El estudio indicó que la situación económica por la que atraviesan Estados Unidos y Europa «genera cierta incertidumbre a pesar que hasta el momento no se han producido efectos reales negativos en la economía uruguaya» y por eso, tanto las exportaciones como las importaciones continúan en aumento.
Igualmente, la encuesta expresó que el impacto negativo se podrá canalizar a través de «restricciones al financiamiento externo y a la inversión directa extranjera».
Además, se sostuvo que el crecimiento de la economía uruguaya se basó en condiciones externas que actualmente no es probable que se mantengan.
Se señaló también el desafío interno que tiene el gobierno de definir cuál será la política monetaria que llevará adelante para conservar la competitividad de la economía. Y también el de mantener la inflación dentro del rango de la meta para los próximos meses (4% a 6%) y desarrollar una política fiscal consistente.

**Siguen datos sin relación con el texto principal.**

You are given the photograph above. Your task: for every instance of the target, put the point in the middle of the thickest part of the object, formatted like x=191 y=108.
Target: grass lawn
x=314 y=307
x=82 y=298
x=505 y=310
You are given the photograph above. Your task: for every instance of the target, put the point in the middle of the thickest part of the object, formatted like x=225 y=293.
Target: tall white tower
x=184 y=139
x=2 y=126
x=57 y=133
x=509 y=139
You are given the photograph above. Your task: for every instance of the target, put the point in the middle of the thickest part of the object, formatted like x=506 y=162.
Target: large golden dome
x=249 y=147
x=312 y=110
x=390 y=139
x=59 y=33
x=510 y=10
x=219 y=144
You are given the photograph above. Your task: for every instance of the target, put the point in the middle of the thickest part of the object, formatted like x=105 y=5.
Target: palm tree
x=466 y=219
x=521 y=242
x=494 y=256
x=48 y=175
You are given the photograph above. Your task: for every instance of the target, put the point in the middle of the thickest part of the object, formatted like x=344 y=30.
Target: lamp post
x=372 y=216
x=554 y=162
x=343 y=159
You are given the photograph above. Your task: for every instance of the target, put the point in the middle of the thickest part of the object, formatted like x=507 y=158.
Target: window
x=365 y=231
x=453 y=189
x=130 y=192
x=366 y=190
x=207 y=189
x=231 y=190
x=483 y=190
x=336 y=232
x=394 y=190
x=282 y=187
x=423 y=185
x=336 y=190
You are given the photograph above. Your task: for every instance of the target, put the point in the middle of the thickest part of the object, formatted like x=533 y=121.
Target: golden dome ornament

El informe indicó que sobre finales del segundo trimestre, y ante la pérdida de competitividad que se venía registrando, el Ministerio de Economía tuvo una participación activa en el tipo de cambio para lograr que esa tendencia se revirtiera. O al menos se detuviera la caída del dólar. Esta política tuvo resultados favorables en el corto plazo y estabilizó el valor del dólar en el entorno de los $ 21.
Sin embargo, la encuesta señaló que este tipo de medidas solamente tienen efecto en el «muy corto plazo, sus efectos son transitorios y, en definitiva, surge la incertidumbre de si constituyen medidas reales capaces de aumentar la productividad de las empresas».